How much? Lighting can account for more than 60 percent of a facility’s electrical bill in some industries, plus 40 percent of its total energy bill.

Factor in other indirect costs, such as increased loads on cooling systems and increased luminaire maintenance, and the total can be even higher.

Lighting Controls for Code Compliance and Beyond

To help offset unnecessarily high energy costs and inefficient energy usage, numerous local, state and federal codes and standards today require automated lighting control systems for all new construction as well as major retrofits, repairs and restorations.

California’s Title 24, the International Energy Conservation Code (IECC) and Standard 90.1 code are three examples that immediately spring to mind, as do the requirements for achieving LEED and WELL building certifications.

Even when not required by code, though, designers frequently include automatic lighting control as a financial or strategic benefit for their clients, according to Mike Virag, Executive Vice President & Chief Operating Officer at Hossley Lighting Associates, Inc.

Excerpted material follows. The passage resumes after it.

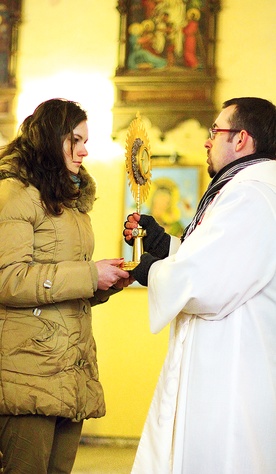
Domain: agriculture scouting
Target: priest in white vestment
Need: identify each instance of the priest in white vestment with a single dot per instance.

“Code has been driving mass adoption of lighting controls in our marketplace,” Virag said. “Because we are starting to see the next generation of controls come out, we are also starting to see some of those job orders come into fruition. It’s exciting to see the migration of controls going from code compliant to beyond code compliant.”

And for a good reason.

According to a Lawrence Berkeley National Laboratory study, lighting-control strategies produce between 24 and 38 percent in energy savings, which reduces building operation costs.

The U.S. Department of Energy, meanwhile, says that installing certain types of sensors can help cut lighting bills by as much as 30 percent.

Which Lighting Control Systems Should I Use?

LEDs have more control options than any light source before them. With the right controls, you can adjust LED lighting any way you can imagine.

You can dim LEDs, change their color temperature and control them wirelessly. You can even have them mimic the sun!

But lighting needs vary with its intended use and its application.

Commercial offices, industrial buildings, retail storeshotels, and medical facilities call for diverse lighting types. Each requires different lighting in different parts of the same building. The lighting inside the restrooms differs from the lighting inside the conference rooms. And the light inside those conference rooms changes on what its occupants are doing at that time. The illumination you need when giving a presentation contrasts with the lighting required for negotiations. Both scenarios involve fewer occupants than other parts of the building.

Other common lighting factors include the characteristics of the area, such as the size and shape of the space, ceiling height and how much natural light is available.

The result: Most buildings today, either new construction or renovations, come equipped with more than one type of lighting control system.

By blending all available control technologies—such as the ability to dim manually or with photocells, or turning fixtures on and off with a timer, motion or occupancy sensor—designers and architects can give their clients the gift of a reliable lighting system gift-wrapped with a much lower total cost of ownership.